Ryan van Huuksloot created FLINK-39513:
------------------------------------------
Summary: CheckpointCoordinator.restoreInitialCheckpointIfPresent
ignores allowNonRestoredState
Key: FLINK-39513
URL: https://issues.apache.org/jira/browse/FLINK-39513
Project: Flink
Issue Type: Bug
Components: API / Core
Affects Versions: 2.2.0
Reporter: Ryan van Huuksloot
`CheckpointCoordinator.restoreInitialCheckpointIfPresent` hardcodes
`allowNonRestoredState=false` when calling
`restoreLatestCheckpointedStateInternal`, so the HA-checkpoint-restore path
rejects any checkpoint state that cannot be mapped to an operator in the
current JobGraph regardless of the user's
`execution.savepoint.ignore-unclaimed-state` (or
`execution.state-recovery.ignore-unclaimed-state`) setting.
The current code on master:
[https://github.com/apache/flink/blob/master/flink-runtime/src/main/java/org/apache/flink/runtime/checkpoint/CheckpointCoordinator.java#L1733|https://github.com/apache/flink/blob/b12302d87e53df5bd191918faad4dda80fbcba85/flink-runtime/src/main/java/org/apache/flink/runtime/checkpoint/CheckpointCoordinator.java#L1733]
The method was introduced in [FLINK-20222] under the documented assumption
`// JobManager failover means JobGraphs match exactly.` That assumption held
for pure JM failover, where the JobGraph is guaranteed identical across the
restart.
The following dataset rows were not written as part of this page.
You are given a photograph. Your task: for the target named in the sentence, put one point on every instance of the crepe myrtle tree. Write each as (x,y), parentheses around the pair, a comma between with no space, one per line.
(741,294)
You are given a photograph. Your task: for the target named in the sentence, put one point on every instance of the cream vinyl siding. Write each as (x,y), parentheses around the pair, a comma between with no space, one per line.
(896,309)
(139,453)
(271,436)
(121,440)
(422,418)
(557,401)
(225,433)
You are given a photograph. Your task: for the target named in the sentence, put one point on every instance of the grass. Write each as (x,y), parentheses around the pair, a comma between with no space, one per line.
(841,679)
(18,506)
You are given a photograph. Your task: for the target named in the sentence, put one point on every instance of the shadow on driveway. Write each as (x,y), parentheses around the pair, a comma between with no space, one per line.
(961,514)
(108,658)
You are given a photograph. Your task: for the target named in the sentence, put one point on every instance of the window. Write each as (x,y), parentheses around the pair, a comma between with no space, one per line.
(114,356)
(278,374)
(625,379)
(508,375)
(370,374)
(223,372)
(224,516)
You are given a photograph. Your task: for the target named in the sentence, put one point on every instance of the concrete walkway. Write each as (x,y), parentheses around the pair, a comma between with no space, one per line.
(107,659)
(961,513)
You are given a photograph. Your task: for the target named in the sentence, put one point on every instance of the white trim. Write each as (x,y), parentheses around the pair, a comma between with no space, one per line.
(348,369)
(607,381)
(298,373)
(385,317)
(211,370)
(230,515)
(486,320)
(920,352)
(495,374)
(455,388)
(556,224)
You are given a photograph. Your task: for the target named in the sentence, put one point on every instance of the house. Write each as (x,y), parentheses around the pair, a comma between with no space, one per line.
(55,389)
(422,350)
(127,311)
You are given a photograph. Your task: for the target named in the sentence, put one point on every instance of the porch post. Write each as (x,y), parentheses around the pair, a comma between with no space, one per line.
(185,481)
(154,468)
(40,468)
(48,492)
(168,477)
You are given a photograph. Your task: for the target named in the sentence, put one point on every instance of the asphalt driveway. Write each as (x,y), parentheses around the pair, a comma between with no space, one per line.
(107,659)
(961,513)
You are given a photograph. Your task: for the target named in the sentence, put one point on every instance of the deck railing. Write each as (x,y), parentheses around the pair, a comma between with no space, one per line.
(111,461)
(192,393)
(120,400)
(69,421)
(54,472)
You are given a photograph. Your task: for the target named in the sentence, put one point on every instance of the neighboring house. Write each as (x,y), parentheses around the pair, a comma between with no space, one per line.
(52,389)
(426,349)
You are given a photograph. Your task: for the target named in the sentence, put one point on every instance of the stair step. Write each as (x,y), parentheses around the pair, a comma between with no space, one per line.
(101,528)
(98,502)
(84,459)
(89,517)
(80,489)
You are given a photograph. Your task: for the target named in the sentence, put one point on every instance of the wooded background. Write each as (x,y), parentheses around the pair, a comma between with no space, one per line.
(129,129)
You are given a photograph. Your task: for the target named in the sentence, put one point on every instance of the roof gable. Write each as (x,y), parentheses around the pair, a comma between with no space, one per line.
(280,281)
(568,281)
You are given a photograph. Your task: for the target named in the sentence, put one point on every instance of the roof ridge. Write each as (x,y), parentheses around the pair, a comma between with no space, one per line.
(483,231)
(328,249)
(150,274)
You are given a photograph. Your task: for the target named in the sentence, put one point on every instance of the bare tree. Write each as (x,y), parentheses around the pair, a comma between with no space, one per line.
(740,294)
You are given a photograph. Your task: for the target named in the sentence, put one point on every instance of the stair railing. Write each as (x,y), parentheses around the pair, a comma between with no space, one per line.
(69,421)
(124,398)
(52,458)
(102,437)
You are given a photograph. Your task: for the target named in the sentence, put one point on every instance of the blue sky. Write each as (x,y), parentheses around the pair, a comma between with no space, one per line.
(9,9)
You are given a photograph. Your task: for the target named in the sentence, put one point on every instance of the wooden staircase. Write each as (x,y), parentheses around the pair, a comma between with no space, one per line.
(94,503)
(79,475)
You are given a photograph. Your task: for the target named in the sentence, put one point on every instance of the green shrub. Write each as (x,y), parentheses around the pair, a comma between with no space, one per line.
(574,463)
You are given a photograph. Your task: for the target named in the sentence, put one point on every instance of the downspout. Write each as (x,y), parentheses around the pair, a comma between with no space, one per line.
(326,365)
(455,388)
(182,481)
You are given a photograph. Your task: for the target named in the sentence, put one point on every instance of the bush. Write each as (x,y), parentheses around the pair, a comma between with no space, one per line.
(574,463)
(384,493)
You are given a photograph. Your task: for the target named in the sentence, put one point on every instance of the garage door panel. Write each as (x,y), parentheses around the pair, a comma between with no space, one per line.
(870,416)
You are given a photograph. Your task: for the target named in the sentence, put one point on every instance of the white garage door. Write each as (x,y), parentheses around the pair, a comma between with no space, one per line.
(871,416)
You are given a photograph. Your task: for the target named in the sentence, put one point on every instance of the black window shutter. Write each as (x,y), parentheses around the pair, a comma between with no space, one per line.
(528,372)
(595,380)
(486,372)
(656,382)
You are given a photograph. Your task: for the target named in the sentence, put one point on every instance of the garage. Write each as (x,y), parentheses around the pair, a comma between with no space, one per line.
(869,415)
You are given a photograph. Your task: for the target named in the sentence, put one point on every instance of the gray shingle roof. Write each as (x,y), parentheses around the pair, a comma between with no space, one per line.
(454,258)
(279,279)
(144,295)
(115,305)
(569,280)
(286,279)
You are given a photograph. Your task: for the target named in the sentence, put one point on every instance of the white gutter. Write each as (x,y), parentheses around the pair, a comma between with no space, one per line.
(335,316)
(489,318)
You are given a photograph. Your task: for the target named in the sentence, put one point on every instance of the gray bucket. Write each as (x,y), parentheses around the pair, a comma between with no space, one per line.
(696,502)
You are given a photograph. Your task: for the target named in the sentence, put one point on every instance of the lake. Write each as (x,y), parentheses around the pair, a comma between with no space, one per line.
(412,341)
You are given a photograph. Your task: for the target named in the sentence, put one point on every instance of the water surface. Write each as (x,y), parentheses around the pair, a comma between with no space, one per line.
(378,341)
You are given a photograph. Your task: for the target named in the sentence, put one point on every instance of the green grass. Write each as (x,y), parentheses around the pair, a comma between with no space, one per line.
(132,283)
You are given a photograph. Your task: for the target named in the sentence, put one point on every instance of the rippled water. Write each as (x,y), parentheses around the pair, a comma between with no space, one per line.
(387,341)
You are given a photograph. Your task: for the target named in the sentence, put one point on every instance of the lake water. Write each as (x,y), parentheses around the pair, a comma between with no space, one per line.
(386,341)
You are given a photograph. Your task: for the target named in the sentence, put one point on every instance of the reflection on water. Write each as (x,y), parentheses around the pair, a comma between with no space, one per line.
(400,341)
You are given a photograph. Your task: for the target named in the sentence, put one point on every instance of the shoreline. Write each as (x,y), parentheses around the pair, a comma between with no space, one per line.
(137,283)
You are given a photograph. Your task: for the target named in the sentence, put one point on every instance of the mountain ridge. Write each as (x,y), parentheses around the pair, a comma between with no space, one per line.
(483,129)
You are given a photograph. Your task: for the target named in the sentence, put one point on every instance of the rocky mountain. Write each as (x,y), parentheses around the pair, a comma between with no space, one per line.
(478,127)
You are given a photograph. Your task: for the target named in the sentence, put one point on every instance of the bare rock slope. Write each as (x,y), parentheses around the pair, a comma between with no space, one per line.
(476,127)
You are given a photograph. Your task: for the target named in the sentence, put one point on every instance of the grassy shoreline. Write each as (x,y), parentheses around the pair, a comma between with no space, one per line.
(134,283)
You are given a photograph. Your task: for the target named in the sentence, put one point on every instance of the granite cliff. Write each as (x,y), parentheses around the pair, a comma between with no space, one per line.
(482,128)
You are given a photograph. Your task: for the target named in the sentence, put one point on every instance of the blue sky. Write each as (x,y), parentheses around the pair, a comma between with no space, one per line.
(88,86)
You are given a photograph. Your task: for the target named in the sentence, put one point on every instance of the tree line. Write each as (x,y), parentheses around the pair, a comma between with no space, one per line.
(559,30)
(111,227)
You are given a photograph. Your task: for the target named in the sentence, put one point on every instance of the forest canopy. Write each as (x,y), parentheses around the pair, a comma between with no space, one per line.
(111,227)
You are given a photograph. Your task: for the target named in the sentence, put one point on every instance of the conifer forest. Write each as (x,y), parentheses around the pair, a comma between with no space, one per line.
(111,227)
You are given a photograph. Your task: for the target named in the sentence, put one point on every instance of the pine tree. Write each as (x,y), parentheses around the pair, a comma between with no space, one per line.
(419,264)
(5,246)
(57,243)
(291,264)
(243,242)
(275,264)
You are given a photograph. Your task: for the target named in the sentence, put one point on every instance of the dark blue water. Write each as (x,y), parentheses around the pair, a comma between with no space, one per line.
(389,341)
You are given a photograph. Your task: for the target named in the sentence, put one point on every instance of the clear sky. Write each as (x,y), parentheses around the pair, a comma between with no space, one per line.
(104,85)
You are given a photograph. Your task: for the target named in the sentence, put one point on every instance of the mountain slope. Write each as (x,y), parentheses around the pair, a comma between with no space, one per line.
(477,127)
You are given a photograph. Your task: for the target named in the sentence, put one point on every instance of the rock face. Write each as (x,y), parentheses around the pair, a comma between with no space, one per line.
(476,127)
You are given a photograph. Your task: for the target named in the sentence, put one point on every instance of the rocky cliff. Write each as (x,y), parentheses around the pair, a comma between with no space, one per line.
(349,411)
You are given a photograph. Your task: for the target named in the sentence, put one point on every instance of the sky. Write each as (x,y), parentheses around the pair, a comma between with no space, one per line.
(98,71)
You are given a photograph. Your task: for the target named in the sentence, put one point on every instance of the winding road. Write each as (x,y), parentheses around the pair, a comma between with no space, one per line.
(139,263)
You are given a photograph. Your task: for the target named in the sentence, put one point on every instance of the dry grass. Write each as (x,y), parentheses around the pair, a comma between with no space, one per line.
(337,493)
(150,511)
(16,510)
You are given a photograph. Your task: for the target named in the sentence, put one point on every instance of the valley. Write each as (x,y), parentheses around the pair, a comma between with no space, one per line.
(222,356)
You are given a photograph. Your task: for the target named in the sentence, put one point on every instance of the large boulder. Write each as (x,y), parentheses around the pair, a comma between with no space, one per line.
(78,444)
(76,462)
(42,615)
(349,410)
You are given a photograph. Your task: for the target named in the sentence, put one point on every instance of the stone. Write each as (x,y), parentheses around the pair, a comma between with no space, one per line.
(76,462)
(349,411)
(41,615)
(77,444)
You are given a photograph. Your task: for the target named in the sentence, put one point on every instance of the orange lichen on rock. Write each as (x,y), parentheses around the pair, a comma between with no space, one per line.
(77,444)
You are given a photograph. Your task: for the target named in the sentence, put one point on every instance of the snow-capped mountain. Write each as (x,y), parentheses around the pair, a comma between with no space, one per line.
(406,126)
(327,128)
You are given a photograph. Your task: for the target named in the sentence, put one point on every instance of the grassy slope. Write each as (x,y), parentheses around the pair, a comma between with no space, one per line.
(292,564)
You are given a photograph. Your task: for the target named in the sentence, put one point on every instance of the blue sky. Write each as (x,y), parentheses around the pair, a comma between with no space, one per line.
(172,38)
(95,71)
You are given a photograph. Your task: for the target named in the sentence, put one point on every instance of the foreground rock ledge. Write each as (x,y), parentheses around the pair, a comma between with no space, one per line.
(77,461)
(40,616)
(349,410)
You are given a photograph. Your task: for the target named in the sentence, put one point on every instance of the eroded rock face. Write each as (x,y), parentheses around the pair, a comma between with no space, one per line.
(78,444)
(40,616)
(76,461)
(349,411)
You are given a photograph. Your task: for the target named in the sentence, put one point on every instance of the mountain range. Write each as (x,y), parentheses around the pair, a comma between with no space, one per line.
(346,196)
It no longer holds for the broader set of scenarios that invoke this
method today — most notably JM startups into a cluster with stale HA checkpoint
metadata from a modified previous JobGraph (e.g., Flink Kubernetes Operator
`last-state` upgrades after a non-graceful shutdown, or crash-retries
mid-upgrade).
The savepoint-restore path (`CheckpointCoordinator.restoreSavepoint`) in the
same class correctly reads `allowNonRestoredState` from
`SavepointRestoreSettings` and honors it. The checkpoint-restore path should
follow the same pattern.
Observed failure in the JobManager:
IllegalStateException: There is no operator for the state <operator-id-hash>
at StateAssignmentOperation.checkStateMappingCompleteness
at CheckpointCoordinator.restoreLatestCheckpointedStateInternal
at CheckpointCoordinator.restoreInitialCheckpointIfPresent
at DefaultExecutionGraphFactory.createAndRestoreExecutionGraph
followed by a JM crashloop.
*Proposed fix*: parameterize `allowNonRestoredState` on
`restoreInitialCheckpointIfPresent` (the same shape as
`restoreLatestCheckpointedStateToAll`, which already takes the flag as a
parameter) and have the single production caller,
`DefaultExecutionGraphFactory.createAndRestoreExecutionGraph`, read
`SavepointConfigOptions.SAVEPOINT_IGNORE_UNCLAIMED_STATE` from the
`Configuration` and pass it in.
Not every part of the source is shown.